Dr. Wernher von Braun

“Philadelphia style,” he called it. “Entire first floor: yours. One room on the second floor: yours.” He opened a door in the kitchen, pointed up a poorly-lit stairwell. We craned our necks up, strained to see something in the darkness — what we couldn’t see smelled of humidity mixing with old paint, and we tried not to wrinkle our noses too much in front of the owner. We weren’t especially successful, and he smiled wryly before telling us the rent, the deposit, the utilities included, when garbage day was: a litany he’d practiced before on previous tenants in prior years, an old dance, well-tread.

So having entered into the I-like-like-you-so-let’s-sign-a-lease-together phase of our relationship, we moved in one week ago. Contracts were read, checks signed, boxes packed, and trucks rented. Later, after our help had left, we’d stand in the living room: surrounded by the remnants of lives in separate apartments, this new space seemed even more so. Acutely new, foreign, not-us. Without the previous tenants’ belongings, the apartment’s little imperfections began to show through: the small cracks in the walls, the scuffings on the hardwood floors, the odd crack in the bathroom tile.

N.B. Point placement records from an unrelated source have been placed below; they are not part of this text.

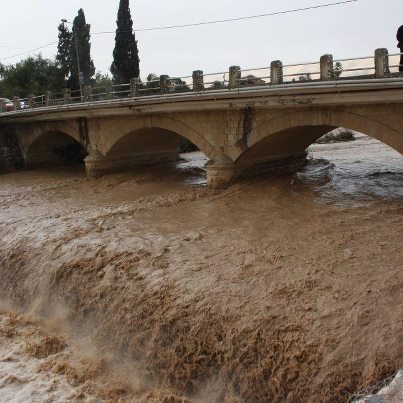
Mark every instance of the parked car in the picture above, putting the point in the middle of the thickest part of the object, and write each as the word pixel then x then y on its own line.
pixel 6 105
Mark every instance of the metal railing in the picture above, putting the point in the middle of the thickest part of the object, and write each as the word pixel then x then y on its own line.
pixel 380 65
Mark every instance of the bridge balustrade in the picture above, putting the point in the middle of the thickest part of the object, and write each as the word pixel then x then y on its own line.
pixel 381 65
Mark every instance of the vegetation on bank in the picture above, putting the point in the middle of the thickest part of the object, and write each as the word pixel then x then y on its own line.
pixel 37 75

We walk through our days with a little lexicon of Known, the little rituals and jokes that we graft on to unfamiliar situations to make them less so. She began setting up the kitchen, I unpacked my computers. After awhile, the unknowns were put aside in favor of something a little more familiar, a little more exciting.


One week ago, I began a new job. While I’m still working at Harvard, I’ve moved over to the iCommons group — they build and maintain the University’s courseware, the software that powers Harvard’s online courses. I’ve come on board as a standards evangelist/UI lead; and as Dan told me, being a standards evangelist is the new black. The team is incredibly smart, talented, and committed to building a great looking, standards-compliant piece of software; I’m thrilled to be a part of it.

Still, there’s been plenty to adjust to. The voices in the hallway outside my new office are different, the coworkers’ sense of humor something I’m still learning to navigate, the day-to-day responsibilities are still being worked out. But all-in-all, the settling-in rituals of the past week have felt oddly like those in the new apartment. Find the rough and unfamiliar edges, and sand them down until comfortable. The routine may be different, but the details always remain the same.


Three days ago, I found the remains of my Chinatown poster on the floor of the apartment; the first thing I’d hung in my new home office had fallen from the wall and been dashed to pieces, its vibrant greens and yellows reduced to splinters of foamboard and glass.

I picked up the broom, and began to sweep.